My youngest granddaughter is eleven. She recently stayed over for a few days, which for me was a non-stop, high-energy, why walk when you can run, goof-around, back-and forth word-play episode of exuberant joy.

Being a senior adult, I’m mostly surrounded by other seniors, many of whom I love dearly, but all of whom, like me, have serious things on their minds. Being eleven is just on the cusp of grappling with serious things, yet close enough to childhood to still dip into its exuberant pool of delight and excitement. Once past twelve, something happens: we quickly grow up and living changes from childhood delight to serious adult preoccupations.

Toddlers exhibit the same pool of exuberance: endless curiosity and openness to new experiences, the same impulse that inclines babies, in their eagerness to encounter the world, to put everything in their mouths, or at least to try.

It’s possible to be intoxicated with life, we all have that potential. The combination of dopamine, serotonin and oxytocin comprise our organic path to exuberance. In adulthood, stress-induced cortisol takes over, and overwhelmed by the seriousness of life, our yearning for exuberance often gets satisfied artificially through chemical intoxication, the stimulation of our pleasure centers with drugs and alcohol.

For a couple of days, I had the opportunity to reconnect with my 11-year-old self though the eyes and thoughts of my granddaughter, to get a reminder of what I once was and we are all capable of being: silly, curious, playful, and creative. We walked to the town plaza and on the way sampled cherry-sized red and yellow plums hanging over the sidewalk. We made up stories. Back home, we ate poached salmon. We swept and mopped the floor like it was a great adventure, and in the afternoon, my other granddaughter, now 17 years old, came over and I watched the two of them playfully noodle around for a couple of hours in the swimming pool that’s available to condo residents.

Exuberance is the experience of being in love with being, it’s just that simple. As we age life gets complicated, and we get distracted from the simple joys of living. Worries take up emotional space, and the idea of non-being increasingly intrigues and vexes us. Life becomes a serious business filled with responsibility, obligation, and commitment. We laugh less and look outside ourselves for entertainment. At our worst, we fall into depression and inflict our misery on others through violence and aggression.

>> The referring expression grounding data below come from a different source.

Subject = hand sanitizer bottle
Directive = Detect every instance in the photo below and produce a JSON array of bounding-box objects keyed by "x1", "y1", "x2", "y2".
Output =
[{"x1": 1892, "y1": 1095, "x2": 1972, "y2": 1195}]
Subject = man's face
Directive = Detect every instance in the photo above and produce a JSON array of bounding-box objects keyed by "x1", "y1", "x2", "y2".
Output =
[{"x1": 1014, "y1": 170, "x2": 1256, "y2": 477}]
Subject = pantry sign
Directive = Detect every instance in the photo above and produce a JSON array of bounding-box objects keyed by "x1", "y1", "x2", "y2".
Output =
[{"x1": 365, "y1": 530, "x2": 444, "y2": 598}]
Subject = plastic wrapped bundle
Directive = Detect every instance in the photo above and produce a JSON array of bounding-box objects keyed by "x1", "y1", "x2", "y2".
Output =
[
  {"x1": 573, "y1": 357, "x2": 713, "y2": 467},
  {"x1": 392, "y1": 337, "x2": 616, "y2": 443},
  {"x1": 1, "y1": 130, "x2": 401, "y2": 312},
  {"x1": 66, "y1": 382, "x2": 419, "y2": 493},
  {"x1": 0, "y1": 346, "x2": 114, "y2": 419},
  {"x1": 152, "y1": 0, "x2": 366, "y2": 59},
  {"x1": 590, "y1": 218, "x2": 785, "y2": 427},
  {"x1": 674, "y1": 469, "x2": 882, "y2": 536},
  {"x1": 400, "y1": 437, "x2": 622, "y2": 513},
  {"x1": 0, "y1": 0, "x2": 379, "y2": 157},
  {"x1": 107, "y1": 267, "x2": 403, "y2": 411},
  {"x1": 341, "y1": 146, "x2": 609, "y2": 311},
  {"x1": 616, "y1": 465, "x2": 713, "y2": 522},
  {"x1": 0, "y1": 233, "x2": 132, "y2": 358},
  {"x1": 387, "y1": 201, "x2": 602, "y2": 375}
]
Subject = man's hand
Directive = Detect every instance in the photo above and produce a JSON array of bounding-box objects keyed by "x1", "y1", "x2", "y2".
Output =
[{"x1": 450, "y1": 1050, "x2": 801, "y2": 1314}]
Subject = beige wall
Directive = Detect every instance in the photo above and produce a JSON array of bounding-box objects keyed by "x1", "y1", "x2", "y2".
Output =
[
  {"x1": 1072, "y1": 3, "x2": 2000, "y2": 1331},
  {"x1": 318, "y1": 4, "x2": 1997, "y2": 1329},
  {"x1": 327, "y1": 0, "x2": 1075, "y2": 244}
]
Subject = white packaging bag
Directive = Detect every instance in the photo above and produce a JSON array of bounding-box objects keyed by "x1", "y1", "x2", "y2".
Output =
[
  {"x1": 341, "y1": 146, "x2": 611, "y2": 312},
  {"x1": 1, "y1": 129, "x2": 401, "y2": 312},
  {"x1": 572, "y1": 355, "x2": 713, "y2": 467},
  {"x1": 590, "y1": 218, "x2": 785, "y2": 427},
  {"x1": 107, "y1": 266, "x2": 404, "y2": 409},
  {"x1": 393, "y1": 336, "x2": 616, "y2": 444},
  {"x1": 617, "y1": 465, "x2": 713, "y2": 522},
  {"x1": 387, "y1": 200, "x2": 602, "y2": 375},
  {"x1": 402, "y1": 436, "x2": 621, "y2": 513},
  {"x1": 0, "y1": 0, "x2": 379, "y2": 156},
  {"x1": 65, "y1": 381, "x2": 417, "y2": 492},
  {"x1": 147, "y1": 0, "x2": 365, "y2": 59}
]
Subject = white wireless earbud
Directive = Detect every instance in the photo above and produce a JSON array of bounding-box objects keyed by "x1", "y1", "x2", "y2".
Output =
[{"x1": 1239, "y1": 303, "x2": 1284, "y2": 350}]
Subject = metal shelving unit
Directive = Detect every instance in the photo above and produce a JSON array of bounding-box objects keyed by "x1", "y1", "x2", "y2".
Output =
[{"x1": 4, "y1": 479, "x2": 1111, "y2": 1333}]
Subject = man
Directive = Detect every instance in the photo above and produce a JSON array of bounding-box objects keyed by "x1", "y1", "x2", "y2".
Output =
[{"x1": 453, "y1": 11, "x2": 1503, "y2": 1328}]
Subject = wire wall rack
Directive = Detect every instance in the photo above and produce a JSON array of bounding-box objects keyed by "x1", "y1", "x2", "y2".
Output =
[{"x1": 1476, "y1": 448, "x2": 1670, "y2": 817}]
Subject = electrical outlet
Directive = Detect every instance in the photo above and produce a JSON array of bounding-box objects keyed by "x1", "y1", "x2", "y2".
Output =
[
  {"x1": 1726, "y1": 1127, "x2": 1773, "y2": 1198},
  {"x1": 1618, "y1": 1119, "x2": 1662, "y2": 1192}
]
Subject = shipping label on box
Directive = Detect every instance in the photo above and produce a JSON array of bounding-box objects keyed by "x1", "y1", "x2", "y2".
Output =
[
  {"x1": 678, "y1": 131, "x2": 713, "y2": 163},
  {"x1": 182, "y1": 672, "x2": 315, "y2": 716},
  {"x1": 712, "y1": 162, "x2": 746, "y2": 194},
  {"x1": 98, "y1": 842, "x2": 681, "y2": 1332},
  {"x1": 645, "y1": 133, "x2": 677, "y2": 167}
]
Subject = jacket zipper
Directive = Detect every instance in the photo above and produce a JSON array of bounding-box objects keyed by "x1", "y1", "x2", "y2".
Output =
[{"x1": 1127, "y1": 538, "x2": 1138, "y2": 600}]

As a social worker, my late wife Norma would often offer the opinion that we adults are large, old children, and that the child we were is still inside us; nothing about how people behave should be a surprise. The child inside wants to express itself and does. It feels pain, joy, sorrow, excitement, fear, hope, disappointment, love, jealousy, attraction, envy – the entire panoply of human emotions at work within us. In adulthood, if it actually exists, these emotions can be a vehicle for self-realization, self-discovery and transformation. How we feel is who we are, even as it changes moment to moment.

I’m back to being alone, but something in me awakened, and after spending a couple of sweaty hours in the heat repainting a door yesterday, I walked down to the swimming pool and noodled around for an hour. Floating on my back, looking up at the trees and clear blue sky, I felt absolutely joyful.